It's home to Channel 4 series PhoneShop. And, er, other things.

Alright, so Sutton might not be the most glamorous place in the commuter belt - but it turns out that when it comes to the race up the housing ladder, the town is heavily in-demand.

That's according to online estate agent Emoov, whose latest Property Hotspots Index shows the town has knocked the London borough of Bexley - which features a similarly charming town centre - off the top spot.

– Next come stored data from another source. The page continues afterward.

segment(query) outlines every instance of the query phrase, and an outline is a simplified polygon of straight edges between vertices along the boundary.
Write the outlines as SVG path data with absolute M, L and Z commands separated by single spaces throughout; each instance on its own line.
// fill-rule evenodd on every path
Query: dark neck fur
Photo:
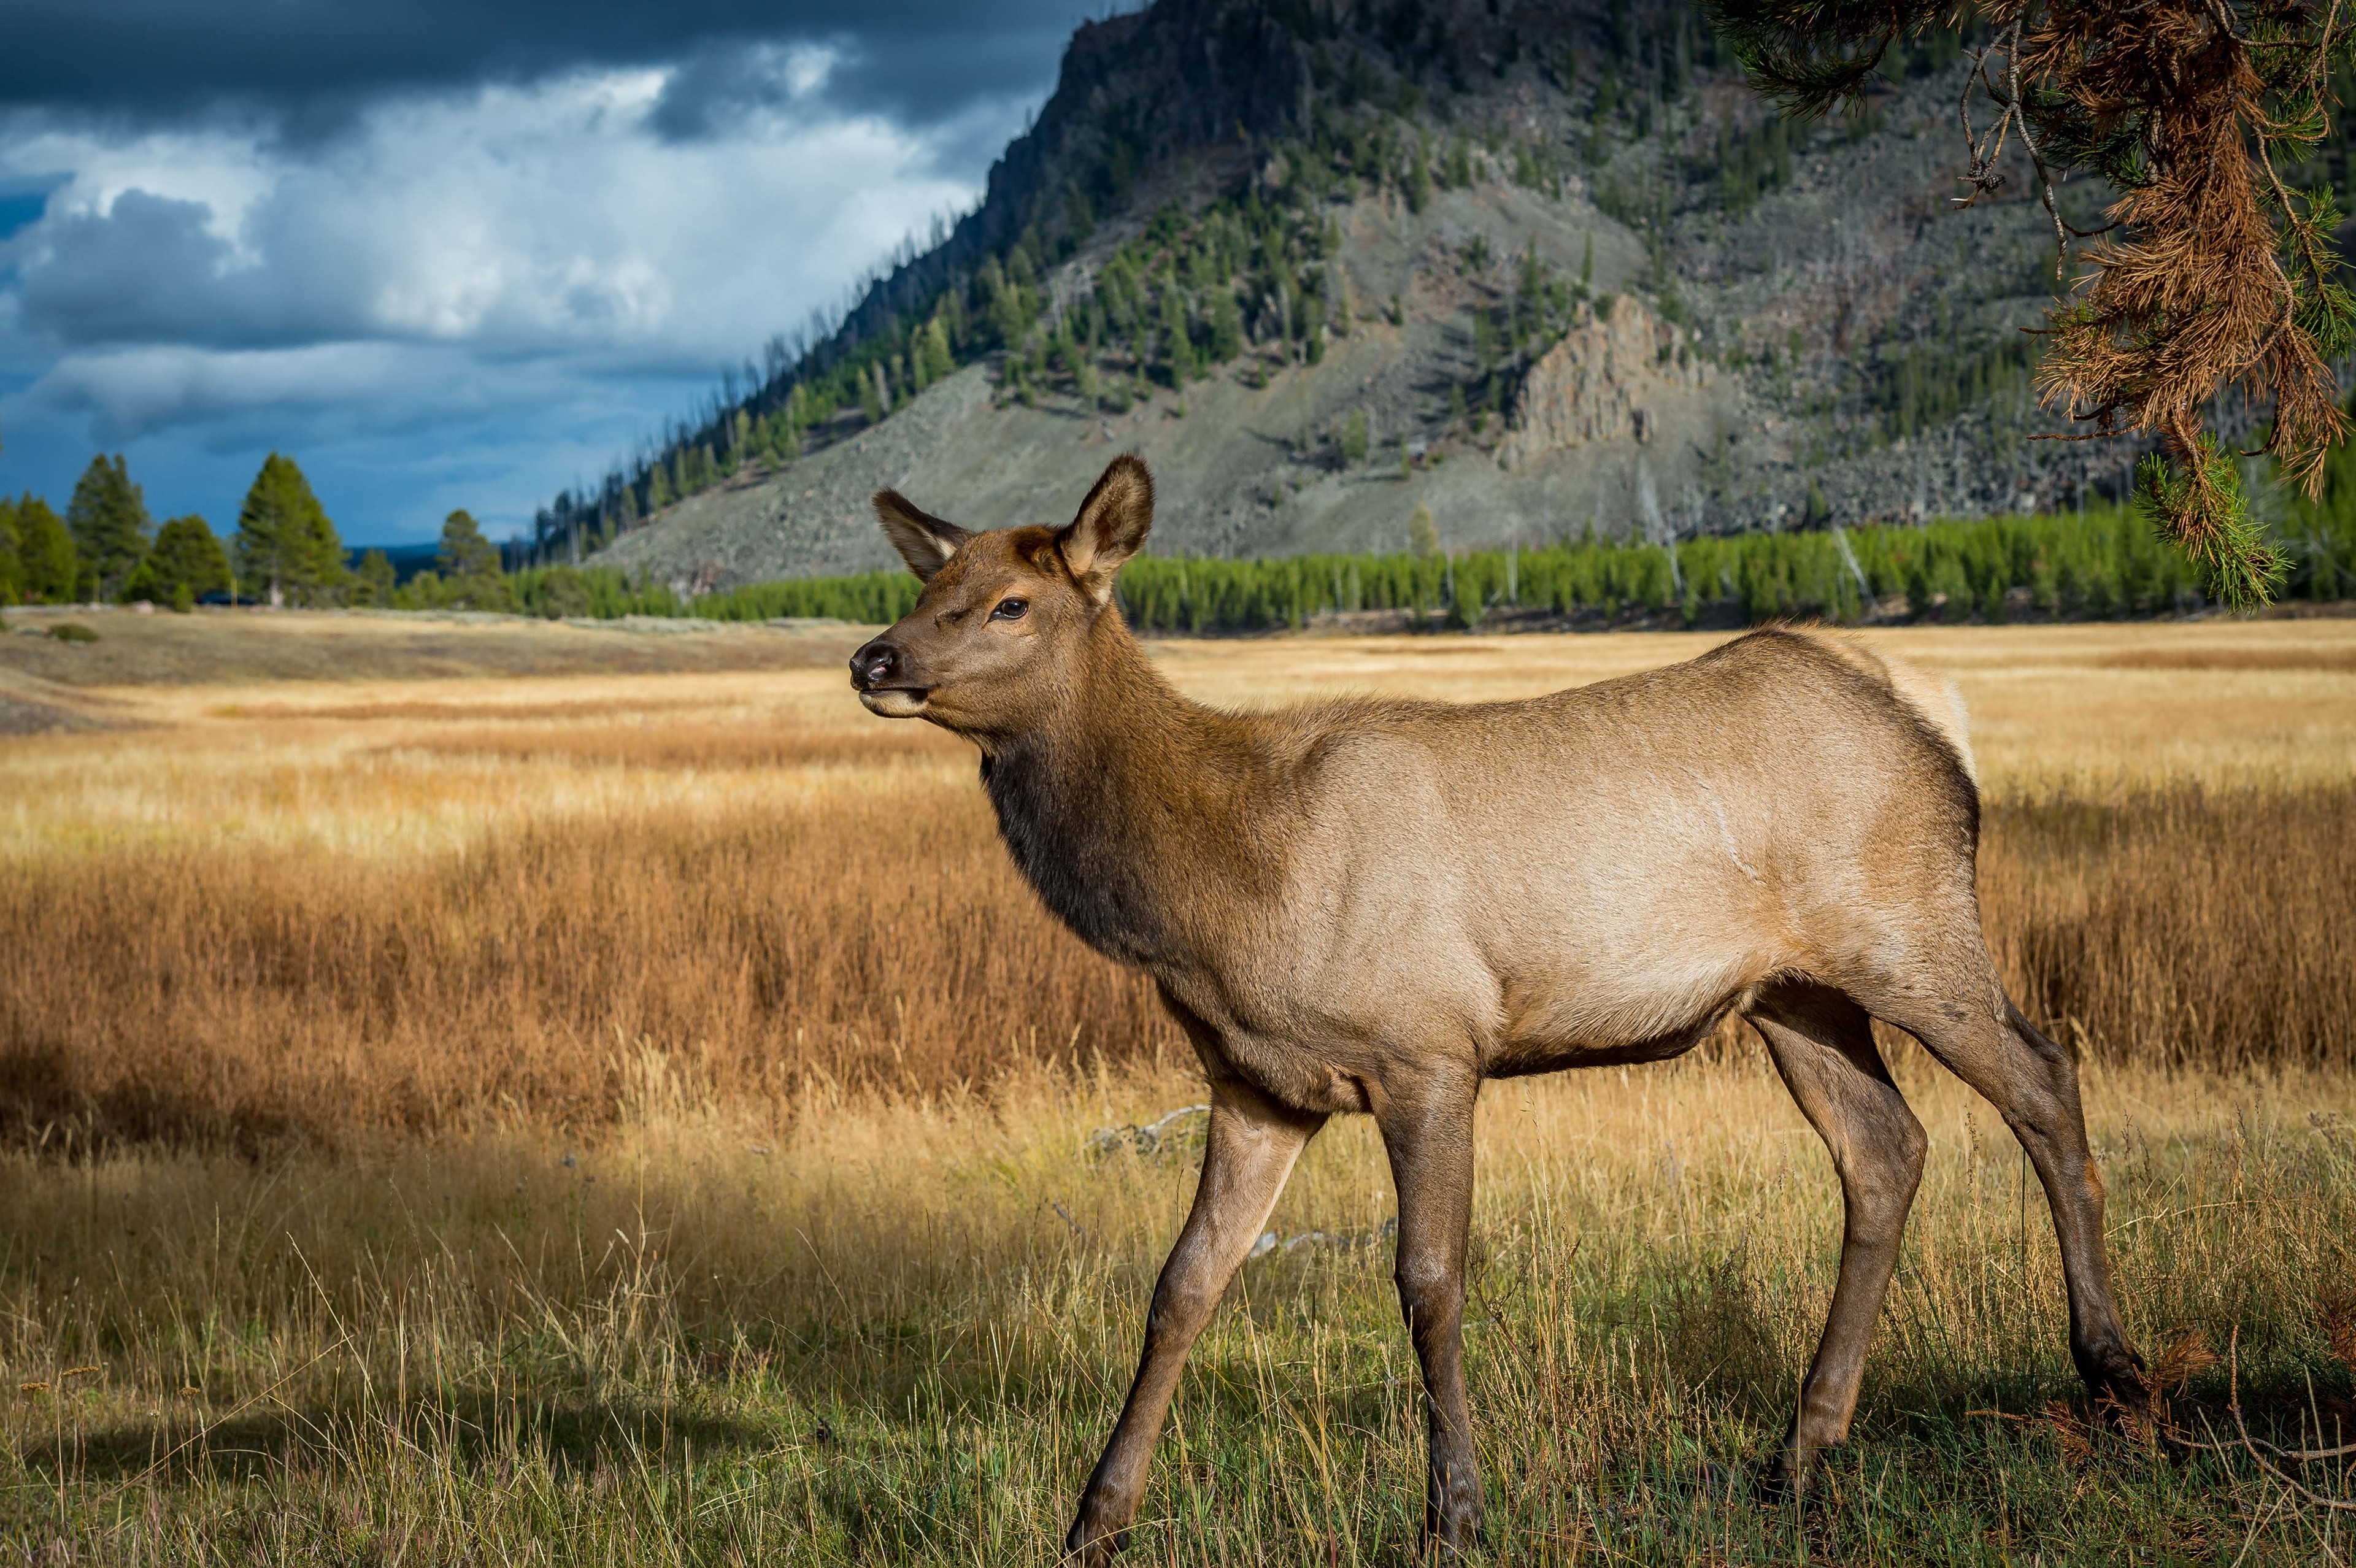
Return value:
M 1090 628 L 1055 709 L 985 744 L 981 776 L 1040 898 L 1123 962 L 1187 965 L 1206 899 L 1273 882 L 1269 770 L 1248 723 L 1173 688 L 1117 611 Z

The index, which measures the total number of properties sold in comparison to those on sale, showed 67 per cent of properties on sale in Sutton sold during the first quarter of this year, only slightly higher than Cambridge, where that figure was 66 per cent. What's interesting is that London's Nine Elms - where thousands of homes are in the process of being built as part of a major regeneration project around Battersea Power Station - was one of the least popular spots, with just 12 per cent of homes on sale sold during the quarter. That was followed by North Tyneside, with 13 per cent demand; and Sunderland and County Durham, both with 14 per cent. Meanwhile, Sefton, in Merseyside, was the biggest climber, with demand rising 80 per cent since December last year. That was followed by Huddersfield, where demand rose 56 per cent, and Trafford, where it's risen 24 per cent.

Russel Quirk, Emoov's founder, said it was no surprise towns in London's commuter belt were flourishing.

As we predicted last summer, commuter towns around the capital seem to be in particularly strong form. I think it will be a long, long time before we see prices in central London become affordable enough to reverse this trend, if at all. Nine Elms is probably the shock pick of the bunch. It just goes to show, people are trying to anticipate what the market will do and get a jump on it, rather than pricing their property to reflect the market at the time.